Jumpman needed a name, and Nintendo named him after the landlord: Mario (although their landlord was named Mario Segal and not Mario Mario)

It’s not clear if this was done to spite or placate the landlord, but he was immortalised nonetheless.

The newly-named Mario would appear in the Donkey Kong sequel, Donkey Kong Jr. It was mechanically similar to Donkey Kong, but the roles were reversed: The player played Donkey Kong Jr, who had to rescue his father from Mario.

Donkey Kong Jr remains the only time that Mario has been a villain in an official Nintendo game.

Mario gets a new game and a brother

A year later, Mario Bros was released.

Not to be confused with Super Mario Bros (which would appear two year after Mario Bros), Mario Bros was another single-screen platform game like Donkey Kong and its sequel.

There were two major differences however, both of which had a long-lasting impact on the Mario legacy.

The first was the fact that this was the first Mario co-op game (as opposed to the hotseat approach shown in the Donkey Kong series). In other words, there’d be two players on screen. They couldn’t very well have two Marios, so the Mario sprite was palette-swapped ( or ‘recoloured’) and Luigi was born.

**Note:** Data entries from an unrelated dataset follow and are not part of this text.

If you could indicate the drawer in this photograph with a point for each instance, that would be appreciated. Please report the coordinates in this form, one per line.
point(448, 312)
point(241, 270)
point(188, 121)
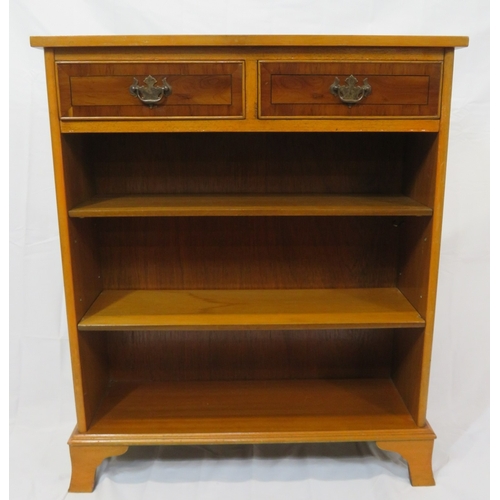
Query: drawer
point(192, 90)
point(304, 89)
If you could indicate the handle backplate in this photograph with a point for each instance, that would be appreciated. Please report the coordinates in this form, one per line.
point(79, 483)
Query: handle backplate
point(350, 93)
point(150, 94)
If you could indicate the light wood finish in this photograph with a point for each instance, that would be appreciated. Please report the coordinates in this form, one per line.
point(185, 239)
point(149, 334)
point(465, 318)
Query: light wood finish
point(197, 89)
point(249, 40)
point(250, 309)
point(84, 462)
point(303, 89)
point(216, 355)
point(178, 205)
point(418, 455)
point(249, 261)
point(255, 411)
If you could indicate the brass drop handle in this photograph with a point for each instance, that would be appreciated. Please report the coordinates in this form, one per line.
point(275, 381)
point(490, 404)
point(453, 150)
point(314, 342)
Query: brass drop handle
point(149, 94)
point(350, 93)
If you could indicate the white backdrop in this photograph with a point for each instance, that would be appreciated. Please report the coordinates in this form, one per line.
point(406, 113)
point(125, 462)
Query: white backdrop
point(41, 401)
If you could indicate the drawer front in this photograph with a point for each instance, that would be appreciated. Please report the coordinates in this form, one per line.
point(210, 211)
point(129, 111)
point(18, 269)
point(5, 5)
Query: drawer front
point(194, 90)
point(303, 89)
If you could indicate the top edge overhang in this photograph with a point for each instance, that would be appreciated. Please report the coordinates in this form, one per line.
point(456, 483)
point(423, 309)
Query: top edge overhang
point(249, 41)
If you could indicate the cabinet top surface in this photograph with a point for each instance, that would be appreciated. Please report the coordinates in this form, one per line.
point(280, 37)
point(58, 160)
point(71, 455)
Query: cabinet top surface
point(249, 41)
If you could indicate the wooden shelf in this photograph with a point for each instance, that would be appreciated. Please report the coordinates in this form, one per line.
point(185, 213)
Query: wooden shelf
point(222, 205)
point(253, 411)
point(250, 309)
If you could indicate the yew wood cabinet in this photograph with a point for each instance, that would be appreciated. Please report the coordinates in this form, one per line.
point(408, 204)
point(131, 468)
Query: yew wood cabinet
point(250, 231)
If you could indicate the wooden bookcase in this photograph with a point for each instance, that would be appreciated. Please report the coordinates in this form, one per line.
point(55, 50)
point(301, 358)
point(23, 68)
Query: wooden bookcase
point(251, 258)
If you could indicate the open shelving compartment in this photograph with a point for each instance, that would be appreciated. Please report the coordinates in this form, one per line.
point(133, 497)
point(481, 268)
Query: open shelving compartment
point(251, 287)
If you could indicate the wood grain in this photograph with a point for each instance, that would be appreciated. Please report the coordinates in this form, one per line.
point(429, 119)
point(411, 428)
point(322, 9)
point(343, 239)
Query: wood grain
point(418, 455)
point(303, 89)
point(247, 355)
point(217, 205)
point(84, 462)
point(250, 163)
point(248, 252)
point(253, 411)
point(250, 309)
point(249, 40)
point(198, 89)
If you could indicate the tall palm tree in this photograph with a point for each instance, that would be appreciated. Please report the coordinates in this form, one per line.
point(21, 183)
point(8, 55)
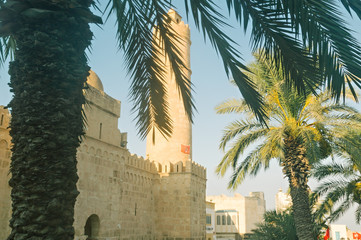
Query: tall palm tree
point(49, 71)
point(276, 226)
point(341, 188)
point(301, 130)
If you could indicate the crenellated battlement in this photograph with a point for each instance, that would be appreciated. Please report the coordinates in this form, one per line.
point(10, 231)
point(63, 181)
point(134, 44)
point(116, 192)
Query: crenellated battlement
point(143, 164)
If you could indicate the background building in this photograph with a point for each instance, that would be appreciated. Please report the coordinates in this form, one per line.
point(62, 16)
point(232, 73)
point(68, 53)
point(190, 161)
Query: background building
point(237, 216)
point(283, 201)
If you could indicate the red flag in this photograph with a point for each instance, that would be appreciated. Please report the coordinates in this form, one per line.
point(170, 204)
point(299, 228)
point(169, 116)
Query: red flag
point(327, 235)
point(185, 149)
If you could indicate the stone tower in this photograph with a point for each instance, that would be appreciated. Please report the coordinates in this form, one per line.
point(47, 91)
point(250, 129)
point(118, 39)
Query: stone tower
point(178, 147)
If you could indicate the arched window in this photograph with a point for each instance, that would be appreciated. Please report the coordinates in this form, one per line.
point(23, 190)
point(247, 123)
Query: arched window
point(91, 229)
point(229, 220)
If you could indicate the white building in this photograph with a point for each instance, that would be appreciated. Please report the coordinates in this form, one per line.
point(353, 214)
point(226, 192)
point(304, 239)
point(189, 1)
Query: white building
point(237, 216)
point(340, 232)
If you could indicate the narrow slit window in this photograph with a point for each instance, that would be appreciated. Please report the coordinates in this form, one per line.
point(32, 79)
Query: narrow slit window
point(100, 130)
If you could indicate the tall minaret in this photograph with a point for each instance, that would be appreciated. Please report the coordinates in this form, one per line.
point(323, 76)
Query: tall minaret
point(178, 147)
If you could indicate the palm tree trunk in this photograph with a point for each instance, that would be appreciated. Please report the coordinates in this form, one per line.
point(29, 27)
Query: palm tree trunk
point(296, 167)
point(47, 79)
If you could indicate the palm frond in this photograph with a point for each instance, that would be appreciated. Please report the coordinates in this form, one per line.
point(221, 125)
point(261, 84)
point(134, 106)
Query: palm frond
point(144, 57)
point(271, 31)
point(232, 156)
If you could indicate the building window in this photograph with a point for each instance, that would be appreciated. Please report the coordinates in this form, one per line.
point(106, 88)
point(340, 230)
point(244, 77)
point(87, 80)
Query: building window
point(229, 220)
point(100, 130)
point(208, 219)
point(223, 220)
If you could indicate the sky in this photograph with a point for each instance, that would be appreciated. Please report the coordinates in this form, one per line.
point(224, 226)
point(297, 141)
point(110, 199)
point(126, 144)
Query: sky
point(211, 87)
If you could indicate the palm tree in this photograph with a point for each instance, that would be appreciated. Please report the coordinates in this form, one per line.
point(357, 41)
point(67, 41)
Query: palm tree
point(341, 187)
point(301, 130)
point(48, 74)
point(278, 226)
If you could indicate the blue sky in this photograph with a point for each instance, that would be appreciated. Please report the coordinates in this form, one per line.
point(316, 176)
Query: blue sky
point(211, 86)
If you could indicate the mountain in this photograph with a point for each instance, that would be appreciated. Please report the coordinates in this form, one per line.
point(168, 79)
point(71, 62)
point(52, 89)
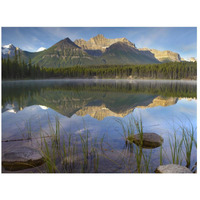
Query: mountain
point(96, 51)
point(41, 49)
point(163, 56)
point(192, 59)
point(123, 53)
point(101, 43)
point(65, 53)
point(8, 50)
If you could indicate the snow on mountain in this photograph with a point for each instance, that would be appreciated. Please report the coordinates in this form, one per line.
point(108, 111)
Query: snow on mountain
point(41, 49)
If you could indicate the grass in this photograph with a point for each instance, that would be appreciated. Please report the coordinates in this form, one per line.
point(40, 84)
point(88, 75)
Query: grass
point(66, 152)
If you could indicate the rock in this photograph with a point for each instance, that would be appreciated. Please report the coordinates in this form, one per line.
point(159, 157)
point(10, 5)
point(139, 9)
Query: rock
point(161, 101)
point(99, 42)
point(150, 140)
point(172, 168)
point(163, 56)
point(192, 59)
point(21, 158)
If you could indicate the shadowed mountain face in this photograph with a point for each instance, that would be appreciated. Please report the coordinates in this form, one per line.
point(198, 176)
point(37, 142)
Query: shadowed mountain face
point(162, 56)
point(96, 51)
point(62, 54)
point(124, 54)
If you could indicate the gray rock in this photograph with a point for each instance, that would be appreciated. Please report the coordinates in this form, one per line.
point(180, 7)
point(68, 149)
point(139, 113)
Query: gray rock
point(20, 158)
point(172, 168)
point(149, 140)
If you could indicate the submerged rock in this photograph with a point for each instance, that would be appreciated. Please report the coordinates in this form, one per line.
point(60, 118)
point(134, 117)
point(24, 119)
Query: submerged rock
point(172, 168)
point(149, 140)
point(20, 158)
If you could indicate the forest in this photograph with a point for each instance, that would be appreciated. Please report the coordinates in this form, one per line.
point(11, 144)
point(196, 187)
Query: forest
point(15, 69)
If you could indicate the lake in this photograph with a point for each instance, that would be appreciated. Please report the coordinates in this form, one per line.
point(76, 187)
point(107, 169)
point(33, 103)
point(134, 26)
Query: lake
point(83, 125)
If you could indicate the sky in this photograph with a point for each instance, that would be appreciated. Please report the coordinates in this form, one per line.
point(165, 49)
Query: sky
point(182, 40)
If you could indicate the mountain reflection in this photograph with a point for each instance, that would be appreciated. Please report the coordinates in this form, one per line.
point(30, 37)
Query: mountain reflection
point(99, 99)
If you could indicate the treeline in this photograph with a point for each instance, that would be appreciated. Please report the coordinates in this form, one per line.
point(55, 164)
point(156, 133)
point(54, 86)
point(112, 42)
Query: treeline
point(17, 69)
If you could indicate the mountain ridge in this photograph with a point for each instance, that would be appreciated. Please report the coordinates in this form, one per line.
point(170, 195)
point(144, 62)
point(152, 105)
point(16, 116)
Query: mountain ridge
point(97, 50)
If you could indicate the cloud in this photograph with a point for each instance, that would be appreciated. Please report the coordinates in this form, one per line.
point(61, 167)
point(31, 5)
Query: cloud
point(151, 36)
point(189, 47)
point(61, 32)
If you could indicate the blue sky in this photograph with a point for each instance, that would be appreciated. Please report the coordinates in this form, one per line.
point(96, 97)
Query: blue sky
point(182, 40)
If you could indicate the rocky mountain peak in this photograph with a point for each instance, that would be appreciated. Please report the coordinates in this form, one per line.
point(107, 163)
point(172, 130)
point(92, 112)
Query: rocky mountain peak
point(101, 43)
point(163, 56)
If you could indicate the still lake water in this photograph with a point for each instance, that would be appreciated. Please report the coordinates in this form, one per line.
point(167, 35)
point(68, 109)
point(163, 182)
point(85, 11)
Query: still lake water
point(100, 108)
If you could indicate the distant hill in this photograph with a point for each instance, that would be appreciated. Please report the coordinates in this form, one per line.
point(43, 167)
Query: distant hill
point(96, 51)
point(163, 56)
point(122, 53)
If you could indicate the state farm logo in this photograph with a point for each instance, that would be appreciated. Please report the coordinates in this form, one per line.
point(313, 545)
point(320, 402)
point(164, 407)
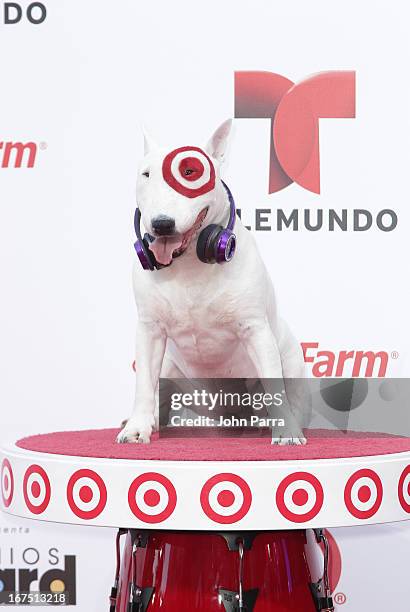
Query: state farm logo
point(325, 363)
point(19, 154)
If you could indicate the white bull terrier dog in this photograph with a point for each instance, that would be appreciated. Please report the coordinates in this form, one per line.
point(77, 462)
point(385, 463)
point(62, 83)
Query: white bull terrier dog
point(197, 320)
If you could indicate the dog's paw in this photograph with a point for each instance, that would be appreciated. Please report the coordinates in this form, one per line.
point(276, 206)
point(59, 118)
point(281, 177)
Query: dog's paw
point(137, 430)
point(294, 441)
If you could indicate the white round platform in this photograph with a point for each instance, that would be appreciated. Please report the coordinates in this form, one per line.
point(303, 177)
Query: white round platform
point(205, 495)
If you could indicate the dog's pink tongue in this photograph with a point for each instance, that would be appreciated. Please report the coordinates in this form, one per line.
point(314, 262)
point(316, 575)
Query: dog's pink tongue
point(164, 247)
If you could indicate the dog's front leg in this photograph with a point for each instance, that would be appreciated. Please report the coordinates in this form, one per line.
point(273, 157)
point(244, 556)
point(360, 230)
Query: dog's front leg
point(263, 350)
point(150, 348)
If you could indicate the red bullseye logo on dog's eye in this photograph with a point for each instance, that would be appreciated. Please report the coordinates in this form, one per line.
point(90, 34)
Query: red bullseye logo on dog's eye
point(189, 171)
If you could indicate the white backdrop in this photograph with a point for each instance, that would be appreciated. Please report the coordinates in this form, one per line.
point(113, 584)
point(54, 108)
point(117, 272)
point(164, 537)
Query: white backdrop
point(79, 85)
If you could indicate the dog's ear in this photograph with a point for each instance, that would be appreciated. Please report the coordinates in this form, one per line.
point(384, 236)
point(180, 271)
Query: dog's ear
point(216, 146)
point(149, 143)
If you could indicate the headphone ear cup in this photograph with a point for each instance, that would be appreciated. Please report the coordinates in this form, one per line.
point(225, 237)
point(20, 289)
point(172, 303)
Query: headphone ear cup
point(206, 243)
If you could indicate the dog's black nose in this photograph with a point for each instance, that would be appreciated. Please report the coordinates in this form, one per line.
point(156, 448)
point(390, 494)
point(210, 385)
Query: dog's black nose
point(163, 225)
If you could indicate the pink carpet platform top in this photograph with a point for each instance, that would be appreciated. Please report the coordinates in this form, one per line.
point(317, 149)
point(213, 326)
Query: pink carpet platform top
point(322, 444)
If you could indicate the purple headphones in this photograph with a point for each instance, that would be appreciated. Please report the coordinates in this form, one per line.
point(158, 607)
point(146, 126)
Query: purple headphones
point(215, 244)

The second was the fact that they changed Mario’s profession from a carpenter to a plumber, which they did purely because of where the game took place. Videogames often have a sewer level: Marios Bros was literally just the sewer level.

Mario Becomes A Franchise

Super Mario Bros

The next game, the side-scrolling platformer Super Mario Bros, was the first Mario game released for home console, specifically the FamiCom – or as it was known in the rest of the world: The Nintendo Entertainment System (NES).

Super Mario Bros came free with the NES, which meant that every single NES owner had access to the game.

While it could be argued that this is why the character became so beloved, the same wasn’t true for the character in the free game that came with the Sega Master System (Sega’s answer to the NES), Alex Kidd. In fact, Alex Kidd’s lack of popularity would ultimately result on Sega creating another mascot, Sonic the Hedgehog.

Super Mario Bros would go on to receive multiple remakes, and also spawn multiple sequels and spin-offs that would appear on the Super Nintendo Entertainment (SNES), such as Super Mario World (which introduces Yoshi to the franchise) and Super Mario Kart.

Mario: Beyond The 8-bit Consoles

Mario was one of the first videogame characters to appear on TV (in 1983), and even appeared on multiple shows in that same year.

The Nintendo 64 game, Super Mario 64, is regarded as the game most responsible for popularizing 3D platform games – even if it wasn’t technically the first one.

Mario has appeared in non-platformer games, such as the puzzle game Doctor Mario. He’s also appeared in non-Mario games, such as the Smash Bros series.

Mario received a live-action feature film in 1993, ‘Super Mario Bros.’ and also recently appeared in the Pixar film ‘Wreck-It Ralph’.

Speaking of Wreck-It Ralph – now you know why the character Felix uses a hammer: Because he was based on Mario, who began his life as a carpenter!